Review this Constitutional Debate at: http://www.pacificwestcom.com/americanpatriotpartynewsletter/
American Patriot Party.CC
December 3rd, 2008 at 2:12 pm
This important section was lost at: “>>>local<>>>>>no more” because a html coding issue:
“…..authority of this country without the consent of the people of America. As to the exclusion of standing armies in the bill of rights of the states, we shall find that though, in one or two of them, there is something like a prohibition, yet, in most of them, it is only provided that no armies shall be kept without the legislative authority; that is, without the consent of the “community” itself.”
” The ingenuity of the gentleman is remarkable in introducing the riot act of Great Britain. That act has no connection, “or analogy”, to any regulation of the militia; nor is there any thing in the Constitution to warrant the general government to make such an act.
The Constitution does not say that a standing army shall be called out to execute the laws. Is not this a more proper way?

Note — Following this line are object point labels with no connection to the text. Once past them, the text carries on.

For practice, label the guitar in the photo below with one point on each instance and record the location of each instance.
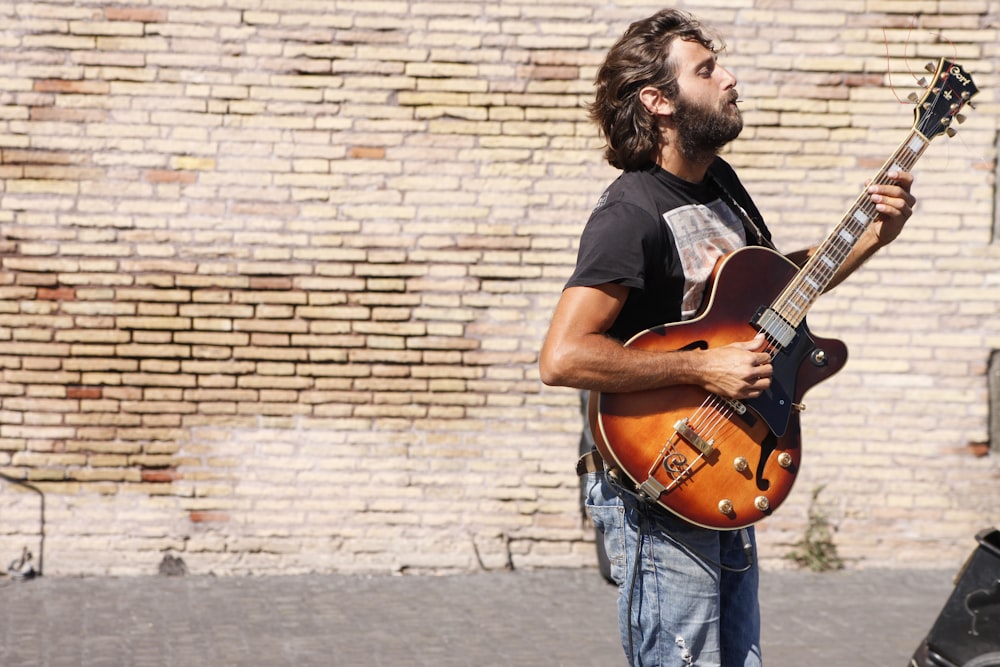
(725, 464)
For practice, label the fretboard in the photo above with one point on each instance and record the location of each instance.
(815, 276)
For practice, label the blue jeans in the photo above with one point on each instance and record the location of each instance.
(684, 610)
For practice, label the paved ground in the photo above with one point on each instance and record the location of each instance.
(872, 618)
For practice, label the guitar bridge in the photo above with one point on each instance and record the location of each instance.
(692, 438)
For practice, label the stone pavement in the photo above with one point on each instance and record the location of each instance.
(873, 618)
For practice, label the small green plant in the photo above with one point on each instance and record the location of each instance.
(816, 549)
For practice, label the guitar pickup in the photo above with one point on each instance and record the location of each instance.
(775, 327)
(692, 438)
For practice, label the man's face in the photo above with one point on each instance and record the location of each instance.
(705, 113)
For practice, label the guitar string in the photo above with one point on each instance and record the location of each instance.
(716, 413)
(722, 409)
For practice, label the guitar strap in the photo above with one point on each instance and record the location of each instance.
(750, 226)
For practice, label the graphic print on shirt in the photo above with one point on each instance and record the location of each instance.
(702, 235)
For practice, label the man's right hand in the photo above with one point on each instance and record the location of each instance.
(738, 370)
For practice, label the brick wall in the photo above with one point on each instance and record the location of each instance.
(275, 274)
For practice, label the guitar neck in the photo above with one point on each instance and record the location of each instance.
(817, 273)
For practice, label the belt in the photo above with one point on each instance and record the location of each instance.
(590, 462)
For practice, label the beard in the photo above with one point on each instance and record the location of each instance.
(702, 129)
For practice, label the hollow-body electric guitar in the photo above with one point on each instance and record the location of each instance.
(726, 464)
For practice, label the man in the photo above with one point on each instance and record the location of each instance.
(666, 107)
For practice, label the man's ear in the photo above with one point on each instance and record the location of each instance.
(655, 101)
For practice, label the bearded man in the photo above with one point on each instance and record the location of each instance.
(666, 107)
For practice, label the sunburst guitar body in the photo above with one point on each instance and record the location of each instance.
(726, 464)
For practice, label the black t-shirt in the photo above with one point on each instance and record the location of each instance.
(660, 236)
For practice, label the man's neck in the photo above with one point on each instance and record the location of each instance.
(690, 169)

The militia ought to be called forth to suppress smugglers. Will this be denied?
An observation fell from a gentleman, on the same side with myself, which deserves to be attended to.*** If we be dissatisfied with the national government, if we “should choose to renounce {415} it”, “this is an additional safeguard to our defence”.”
————–
Mr. GEORGE MASON “asked to what purpose the laws were read. The objection was, that too much power was given to Congress power that would finally destroy the state governments more effectually by insidious, underhanded means, than such as could be openly practiced. This, said he, is the opinion of many worthy men, not only in this Convention, but in all parts of America. These laws could only show that the legislature of this state could pass such acts. He thought they militated against the cession of this power to Congress, because the state governments could call forth the militia when necessary, so as to compel a submission to the laws; and as they were competent to it, Congress ought not to have the power. The meeting of three or four persons might be called an insurrection, and the militia might be called out to disperse them. He was not satisfied with {416} the explanation of the word “organization” by the gentleman in the military line, (Mr. Lee.)”

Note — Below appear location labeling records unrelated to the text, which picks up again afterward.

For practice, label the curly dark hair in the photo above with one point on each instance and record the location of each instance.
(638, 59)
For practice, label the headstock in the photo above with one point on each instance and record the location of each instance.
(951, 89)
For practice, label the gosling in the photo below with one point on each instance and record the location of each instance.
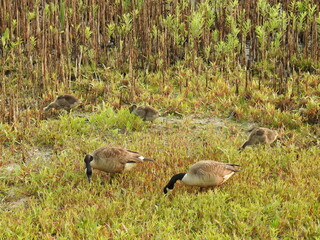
(112, 160)
(65, 102)
(206, 173)
(260, 135)
(147, 113)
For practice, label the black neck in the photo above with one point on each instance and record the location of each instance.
(172, 181)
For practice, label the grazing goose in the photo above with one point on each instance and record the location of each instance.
(112, 160)
(206, 173)
(147, 113)
(260, 135)
(65, 102)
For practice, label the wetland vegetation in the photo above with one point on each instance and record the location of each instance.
(213, 69)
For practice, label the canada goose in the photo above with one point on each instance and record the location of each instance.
(63, 102)
(112, 160)
(260, 135)
(147, 113)
(205, 173)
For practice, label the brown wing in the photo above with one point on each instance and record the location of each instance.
(212, 168)
(68, 99)
(259, 132)
(119, 154)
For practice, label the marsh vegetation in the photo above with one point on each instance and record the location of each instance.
(213, 69)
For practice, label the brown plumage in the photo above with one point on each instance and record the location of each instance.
(65, 102)
(261, 135)
(147, 113)
(206, 173)
(112, 160)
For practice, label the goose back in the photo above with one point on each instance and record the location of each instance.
(209, 173)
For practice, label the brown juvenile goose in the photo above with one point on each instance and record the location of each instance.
(206, 173)
(112, 160)
(147, 113)
(260, 135)
(63, 102)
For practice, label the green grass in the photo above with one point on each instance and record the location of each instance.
(276, 195)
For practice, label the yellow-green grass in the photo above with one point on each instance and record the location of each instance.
(46, 195)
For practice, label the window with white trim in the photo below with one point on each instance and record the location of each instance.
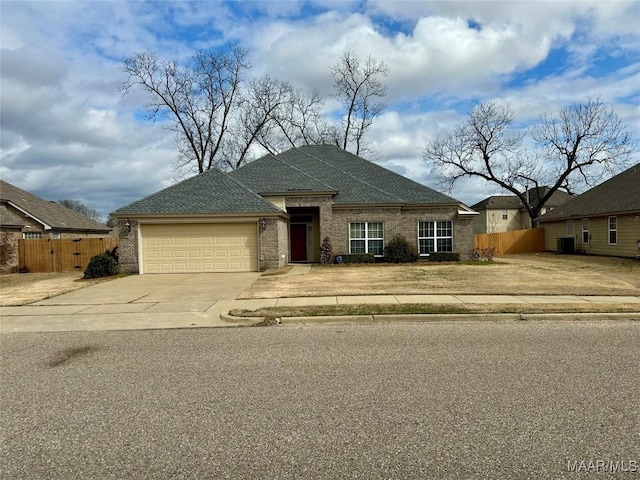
(569, 228)
(366, 237)
(436, 236)
(32, 235)
(585, 230)
(613, 230)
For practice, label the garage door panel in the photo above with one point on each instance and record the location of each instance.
(199, 248)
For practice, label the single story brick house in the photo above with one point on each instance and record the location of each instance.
(604, 220)
(26, 216)
(278, 209)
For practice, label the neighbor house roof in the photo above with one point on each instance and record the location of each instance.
(51, 215)
(498, 202)
(617, 195)
(511, 202)
(212, 192)
(329, 168)
(9, 219)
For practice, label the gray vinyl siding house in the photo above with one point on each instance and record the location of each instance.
(602, 221)
(26, 216)
(278, 209)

“….Mr. MASON then observed that he would willingly give them exclusive power, as far as respected the “police and good government of the place”; but he would give them ->no More”
December 3rd, 2008 at 2:36 pm
An important warning by Patrick Henry and Mr. Corbin in the same debate should warn those distributing and using these devices:
Patrick Henery: “…We are told, we are afraid to trust ourselves; that our own representatives Congress will not exercise their powers oppressively; that we shall not enslave ourselves; that the militia cannot enslave themselves; Who has enslaved France, Spain, Germany, Turkey, and other countries which groan under tyranny? They have been enslaved by the hands of their own people. If it will be so in America, it will be only as it has been every where else.”
Mr. Corbin: “…Animadverting on Mr. Henry’s observations, that the French had been the instruments of their own slavery, that the Germans had enslaved the Germans, and the Spaniards the Spaniards; he asked if those nations knew any thing of “representation”. The “want” of “this knowledge” was the “principal” cause of their bondage.”